Via, Mercado Livre e Magalu são bons exemplos. Estas três das maiores redes de varejo com operações no Brasil integraram a suas plataformas digitais empresas, marcas e causas que promovem impacto positivo. E assim estão provocando uma revolução no modelo de produção desses microempreendedores. Um exemplo é a história de Joanna Martins, sócia-fundadora da Manioca. Paraense, é neta de Anna Maria Martins e filha de Paulo Martins, que assumiram a missão de difundir a culinária local para o Brasil — os dois são referências no mundo da gastronomia. O primeiro passo foi um restaurante em Belém, o Lá em Casa. O sucesso foi tamanho que Paulo resolveu apresentar ingredientes como o tucupi, o jambu e as castanhas nativas para os mais renomados chefs brasileiros. A estratégia funcionou e eles passaram a consumir e difundir os produtos. Só havia um problema: era difícil comprar a mercadoria fora da região Norte. A solução veio com a filha que criou a Manioca, empresa de impacto especializada em especiarias amazônicas. Projeto de pé, o problema passou a ser o reverso: como chegar ao consumidor final. Aqui começa a grande revolução.

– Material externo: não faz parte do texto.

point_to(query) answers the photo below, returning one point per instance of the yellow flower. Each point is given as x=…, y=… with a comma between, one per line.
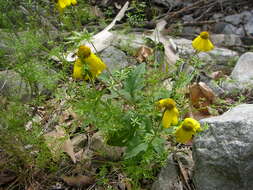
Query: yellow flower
x=94, y=63
x=64, y=3
x=202, y=42
x=78, y=72
x=186, y=130
x=170, y=115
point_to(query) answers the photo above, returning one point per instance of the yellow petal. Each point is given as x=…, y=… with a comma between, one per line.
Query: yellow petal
x=166, y=103
x=170, y=117
x=183, y=136
x=73, y=2
x=78, y=70
x=67, y=2
x=175, y=116
x=201, y=44
x=61, y=4
x=186, y=130
x=96, y=65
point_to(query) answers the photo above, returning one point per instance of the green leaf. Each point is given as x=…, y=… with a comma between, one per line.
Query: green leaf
x=134, y=82
x=158, y=145
x=120, y=137
x=135, y=151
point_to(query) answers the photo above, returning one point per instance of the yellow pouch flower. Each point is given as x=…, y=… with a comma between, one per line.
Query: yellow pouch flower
x=94, y=63
x=186, y=130
x=170, y=115
x=202, y=42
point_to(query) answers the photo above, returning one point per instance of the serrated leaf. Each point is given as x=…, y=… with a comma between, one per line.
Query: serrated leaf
x=134, y=81
x=135, y=151
x=120, y=137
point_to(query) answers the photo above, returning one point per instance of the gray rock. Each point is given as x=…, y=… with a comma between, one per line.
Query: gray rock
x=233, y=19
x=231, y=87
x=217, y=15
x=168, y=178
x=187, y=18
x=168, y=3
x=99, y=146
x=219, y=27
x=218, y=90
x=114, y=58
x=13, y=86
x=240, y=18
x=231, y=29
x=243, y=70
x=223, y=153
x=218, y=55
x=226, y=40
x=190, y=30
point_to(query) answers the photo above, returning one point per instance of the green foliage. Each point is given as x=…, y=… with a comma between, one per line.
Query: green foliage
x=137, y=16
x=24, y=147
x=133, y=83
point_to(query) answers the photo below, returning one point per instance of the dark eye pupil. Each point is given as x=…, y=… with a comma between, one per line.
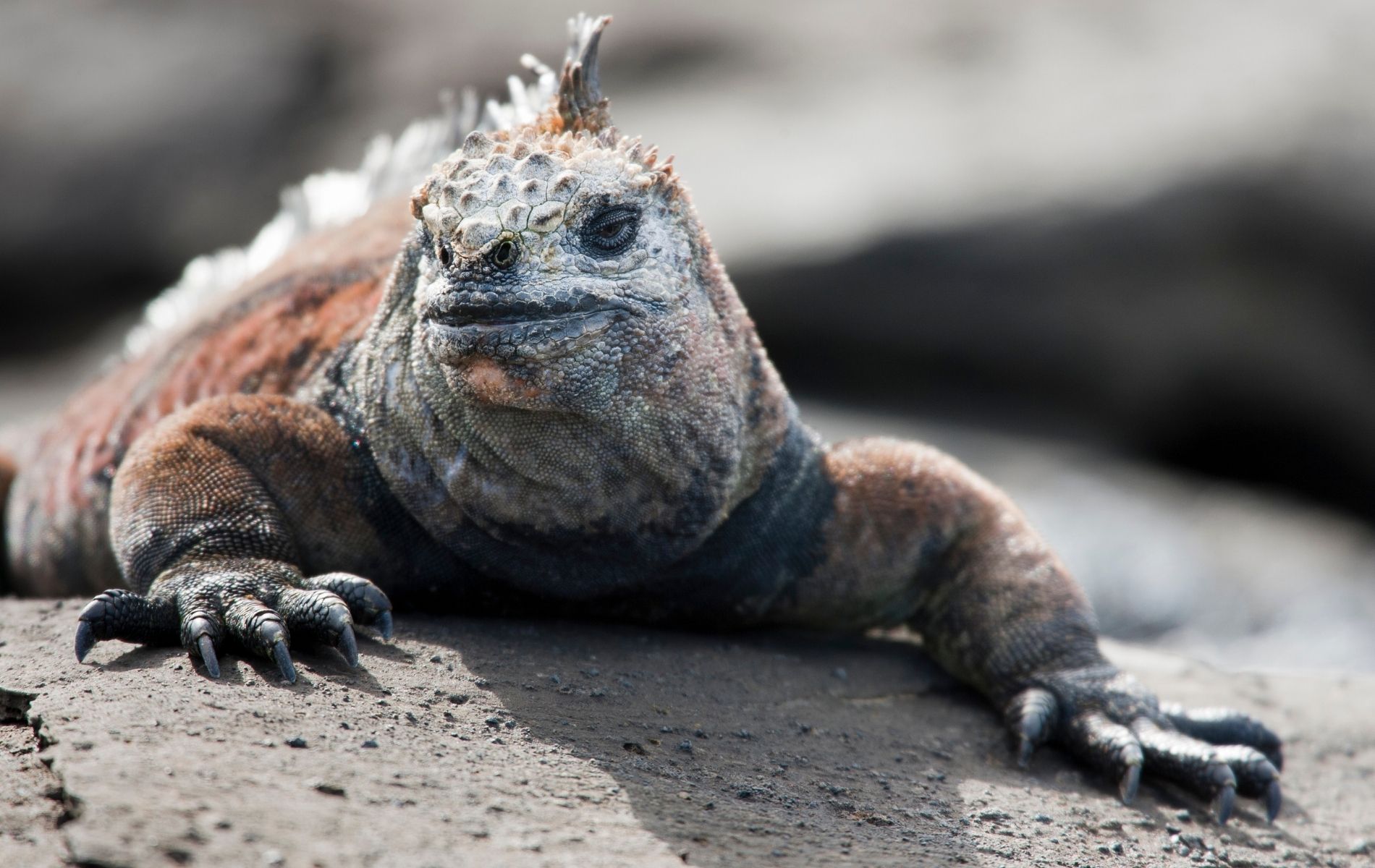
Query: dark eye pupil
x=612, y=231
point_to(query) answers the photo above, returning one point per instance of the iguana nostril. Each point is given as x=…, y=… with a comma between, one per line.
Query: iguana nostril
x=504, y=256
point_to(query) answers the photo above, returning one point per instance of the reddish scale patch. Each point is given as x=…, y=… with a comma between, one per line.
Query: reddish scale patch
x=276, y=333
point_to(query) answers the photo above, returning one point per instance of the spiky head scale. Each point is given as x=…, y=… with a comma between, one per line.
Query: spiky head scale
x=522, y=179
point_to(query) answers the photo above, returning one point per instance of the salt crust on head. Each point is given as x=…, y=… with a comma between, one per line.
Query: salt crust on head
x=391, y=168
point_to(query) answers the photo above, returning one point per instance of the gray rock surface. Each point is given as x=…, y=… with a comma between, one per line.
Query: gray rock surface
x=549, y=744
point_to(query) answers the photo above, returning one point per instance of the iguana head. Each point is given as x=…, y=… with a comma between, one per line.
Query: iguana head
x=557, y=255
x=560, y=349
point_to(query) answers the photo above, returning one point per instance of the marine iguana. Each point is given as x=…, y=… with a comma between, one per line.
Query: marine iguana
x=536, y=391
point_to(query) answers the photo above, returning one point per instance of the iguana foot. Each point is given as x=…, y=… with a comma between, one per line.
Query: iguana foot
x=259, y=605
x=1110, y=721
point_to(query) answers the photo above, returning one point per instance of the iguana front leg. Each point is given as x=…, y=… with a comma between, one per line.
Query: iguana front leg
x=216, y=513
x=916, y=537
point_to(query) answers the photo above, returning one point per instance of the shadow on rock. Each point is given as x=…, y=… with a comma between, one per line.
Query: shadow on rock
x=742, y=749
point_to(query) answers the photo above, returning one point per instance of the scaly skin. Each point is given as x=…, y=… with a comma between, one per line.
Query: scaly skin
x=549, y=399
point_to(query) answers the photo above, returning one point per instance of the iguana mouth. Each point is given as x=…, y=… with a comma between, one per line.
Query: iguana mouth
x=509, y=334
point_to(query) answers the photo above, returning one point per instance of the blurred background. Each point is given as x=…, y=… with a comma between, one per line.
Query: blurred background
x=1118, y=256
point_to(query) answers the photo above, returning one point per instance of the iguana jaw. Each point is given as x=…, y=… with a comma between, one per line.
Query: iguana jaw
x=522, y=327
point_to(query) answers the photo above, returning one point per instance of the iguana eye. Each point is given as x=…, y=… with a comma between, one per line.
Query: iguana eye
x=612, y=230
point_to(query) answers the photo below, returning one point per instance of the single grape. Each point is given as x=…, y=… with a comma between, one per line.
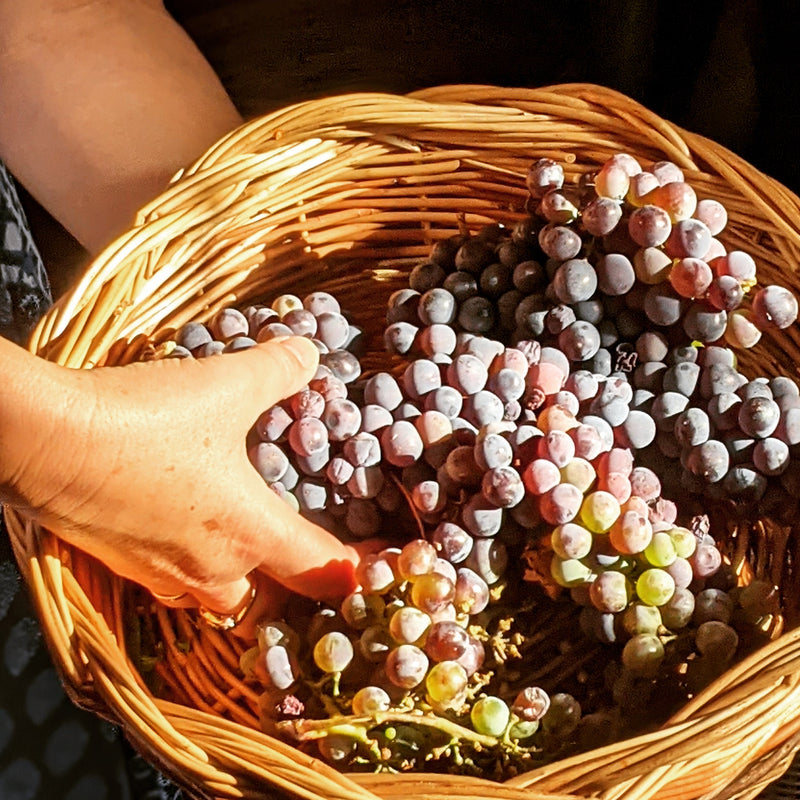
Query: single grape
x=333, y=652
x=370, y=701
x=490, y=715
x=409, y=625
x=406, y=666
x=446, y=685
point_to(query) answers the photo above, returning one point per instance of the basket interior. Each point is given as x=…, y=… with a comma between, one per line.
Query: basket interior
x=346, y=194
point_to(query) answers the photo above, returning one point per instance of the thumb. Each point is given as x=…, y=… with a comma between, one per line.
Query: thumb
x=272, y=370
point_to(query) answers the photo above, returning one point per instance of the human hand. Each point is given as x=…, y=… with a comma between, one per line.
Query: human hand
x=145, y=467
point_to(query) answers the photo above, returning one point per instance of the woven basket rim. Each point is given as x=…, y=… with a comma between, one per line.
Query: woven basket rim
x=346, y=142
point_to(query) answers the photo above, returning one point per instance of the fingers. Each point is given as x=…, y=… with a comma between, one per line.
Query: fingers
x=306, y=558
x=266, y=373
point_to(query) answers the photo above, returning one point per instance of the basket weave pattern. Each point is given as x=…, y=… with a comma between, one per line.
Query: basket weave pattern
x=345, y=194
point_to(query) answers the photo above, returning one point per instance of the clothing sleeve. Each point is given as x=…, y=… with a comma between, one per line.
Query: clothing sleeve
x=24, y=288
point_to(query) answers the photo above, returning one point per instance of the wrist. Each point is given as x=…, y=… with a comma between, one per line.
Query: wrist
x=37, y=401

Em 2019, junto ao sócio Paulo Reis, Joanna iniciou a comercialização dos produtos Manioca no Mercado Livre. Primeiro com uma “loja” própria, mas logo foram escolhidos para um programa da plataforma que queria dar mais visibilidade aos produtos socioambientalmente responsáveis, como explica Laura Motta, gerente de Sustentabilidade da empresa. Foi naquele ano (2019) que decidiram criar uma categoria fixa que juntasse estes sellers. “Pois vimos ali uma grande oportunidade de impulsionar negócios de impacto positivo”, afirmou Laura. Duas foram as motivações. A primeira, a demanda do consumidor. “Desde 2017 quando criamos a Ecofriday [semana de promoção de produtos sustentáveis], percebemos uma tendência na busca de opções mais saudáveis e de impacto”, disse ela. O segundo, uma percepção de propósito. “Acreditamos que o Mercado Livre e o varejo têm a responsabilidade de dar visibilidade a essas marcas.” O negócio tem se mostrado vantajoso. De seu início até o ano passado, o projeto cresceu 463% para os atuais 10 mil empreendedores da categoria.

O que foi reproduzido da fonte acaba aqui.